いや、声だけでなく悲愴に歪んだ青白い顔が
凍りついた空気をさらに冷やした。
「と、とりあえずクロイさんのところに帰ればいいんじゃないかな」
冷たい空気を取り払おうとしたマチルダだったが逆効果だったようだ。
「そうじゃないよ!どうしたら死ねるの?ねぇ!?」
悲痛の叫びは壁を伝って反響する。
「ボクは簡単には死ねない体で、死のうとしても痛いだけだ。悪魔に血を渡せばいくら何でも死ねるだろうと思ったのに」
その後、しばらく無音の時間が続いたがギルバートが面倒くさそうにため息を吐いて頭をガシガシと掻き、無音が事切れた。
「これだからこの年頃のガキは」
デスクの椅子から立ち上がり
ソファーの向かい側の小さな箱に腰掛けた。
「死にたい、死にたいって縁起でもないこと言ってんじゃねぇ!そんなに悲劇の主人公気取りたいのか?」
ギルバートが間に挟まっているテーブルを拳で叩いた。
テーブルの向こうで華奢な身体がビクッと跳ねる。
しかし、一瞬だけ驚愕に染まった顔も次第に沈んだ色に戻っていった。
「本当に悲劇さ。

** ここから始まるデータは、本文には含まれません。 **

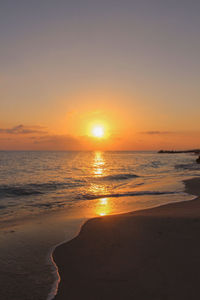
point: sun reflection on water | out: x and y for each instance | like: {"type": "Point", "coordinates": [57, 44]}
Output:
{"type": "Point", "coordinates": [98, 164]}
{"type": "Point", "coordinates": [103, 207]}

主人公はボクじゃないけど」
エメラルドの瞳を悲しげに伏して続けた。
「他人を犠牲にしてまでボクが生きるなんて、可笑しい」
消え入りそうなほど小さいが、吐き出すような苦しそうな声。
「…よく分からないけど」
マチルダが子供の肩に手を掛けた。
「色々と辛いことがあったみたいね」
顔を上げた子供の目にはうっすらと涙が浮かんでいた。
「…依頼人の所に行ってくる。事情は話したくないだろ?」
ギルバートはデスクの前に行くと、
椅子に掛けてあるコートを羽織って外に出た。